Because ability scores are the first thing players generate for their characters in most games, those scores set the tone as far as what type of game can be expected. They signal to players what the game considers important; simply put, if it isn’t important a game doesn’t stat it. By asking you to generate a Strength score, for instance, the game signals that raw strength will be important or useful in the game. So let’s look at what 5e considers important:
- Strength: raw physical prowess
- Dexterity: agility as well as hand-eye coordination
- Constitution: physical endurance, mechanically it also affects hit points (a topic for another article)

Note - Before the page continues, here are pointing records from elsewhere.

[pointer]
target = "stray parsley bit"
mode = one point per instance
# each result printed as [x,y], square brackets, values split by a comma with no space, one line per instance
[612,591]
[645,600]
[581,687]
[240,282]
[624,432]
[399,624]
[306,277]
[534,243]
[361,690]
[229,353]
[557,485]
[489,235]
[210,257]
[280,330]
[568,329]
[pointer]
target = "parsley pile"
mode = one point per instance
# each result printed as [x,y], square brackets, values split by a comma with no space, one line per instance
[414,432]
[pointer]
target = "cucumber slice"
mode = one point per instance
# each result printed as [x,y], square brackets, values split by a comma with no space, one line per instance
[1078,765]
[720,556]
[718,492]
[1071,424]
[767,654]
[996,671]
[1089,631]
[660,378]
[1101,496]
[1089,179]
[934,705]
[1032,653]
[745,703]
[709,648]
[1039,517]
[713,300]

- Intelligence: supposed to indicate memory and reasoning ability, but often defaults to a nebulous idea of how “smart” a character is
- Wisdom: they don’t really talk about what Wisdom is in the game, jumping almost immediately to the skills and other things it affects
- Charisma: meant to measure force of personality, but in practice often tied to physical beauty and “sexiness”

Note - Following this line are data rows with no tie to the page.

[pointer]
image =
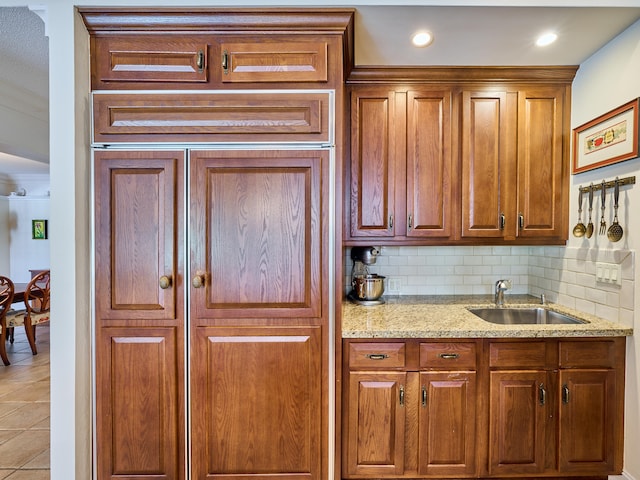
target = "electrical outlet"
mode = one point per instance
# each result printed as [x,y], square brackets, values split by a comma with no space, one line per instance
[609,273]
[393,286]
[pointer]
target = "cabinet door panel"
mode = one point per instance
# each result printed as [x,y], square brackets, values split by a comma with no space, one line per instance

Before we look at anything else, we can see that based on solely what D&D does as a game, the first three Ability Scores fit. As the game focuses primarily on combat, for instance, it makes sense you would need to know how hard a character can hit (Strength), whether they can avoid a hit or hit at range (Dexterity), and if they are struck, how well they weather that hit (Constitution).
The remaining three Ability Scores are almost specific to particular character types, as opposed to being generally useful in the same way as the first three. Intelligence is of primary use to wizards and other skill-focused characters, but lies flat on the page for anyone else. Similarly, Wisdom is ill-defined except as the province of the religious folk in the game and otherwise doesn’t come into play except to punish physical-type characters. Charisma could be an Ability of use to everyone, and given how hard folks argue that D&D “does emphasize roleplaying, actually!” you might be forgiven for thinking its presence supports this. But I would argue that, when a particular ability is almost universally considered a “dump stat”, you might need to revisit whether it is working as intended.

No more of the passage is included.